Just a comment, as I spent some time on this once, but it may ease things at some point to observe that the symmetric difference is just the natural field or ring operation usually signified by "+", and so it inherits all of the usual properties of that. JA

### Re: SymDiff = +

Yes I realize that. But I am not sure how that would help in proving the proposition...

### Re: SymDiff = +

There's a discussion in this old application paper of mine:

http://www.mywikibiz.com/Directory:Jon_Awbrey/Papers/Differential_Logic_...

Let B = {0, 1}

Let x_i for i = 1 to n be the characteristic functions
of the sets A_i, i = 1 to n, all subsets of universe X.

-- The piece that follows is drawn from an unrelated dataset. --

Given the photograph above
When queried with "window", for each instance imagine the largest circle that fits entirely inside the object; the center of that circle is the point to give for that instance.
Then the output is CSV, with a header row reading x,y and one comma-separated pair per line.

Consider the "factoring" of a proposition f : X -> B,
where f is 1 of the 2^(2^n) functions based on the x_i,
as the composite function f*(c(x)), where c : X -> B^n
is the "coding" of each x in X as an n-bit string in B^n,
and where f* is the mapping of these code n-tuples into B.

............ X ... f ... B
............. o-------->o
.............. \ ..... ^
{x_1, ..., x_n) \ ... / f*
................ \ . /
................. v /
.................. o
................. B^n

There are 2^n linear functions h : B^n -> B,
with (n choose k) linear functions of rank k,
for k = 0 to n.

These linear functions are the same things as the
symmmetric differences of rank k, for k = 0 to n.

A typical one can be written as a k-fold sum,
x_i_1 + x_1_2 + ... x_i_(k-1) + x_i_k, where
"+" signifies the GF(2) addition, also known
as exclusive disjunction (XOR) or Sym.Diff.

I hope I got this right -- it's been a while.
(You may have to insert leading spaces into
the diagram in order to make it display right.)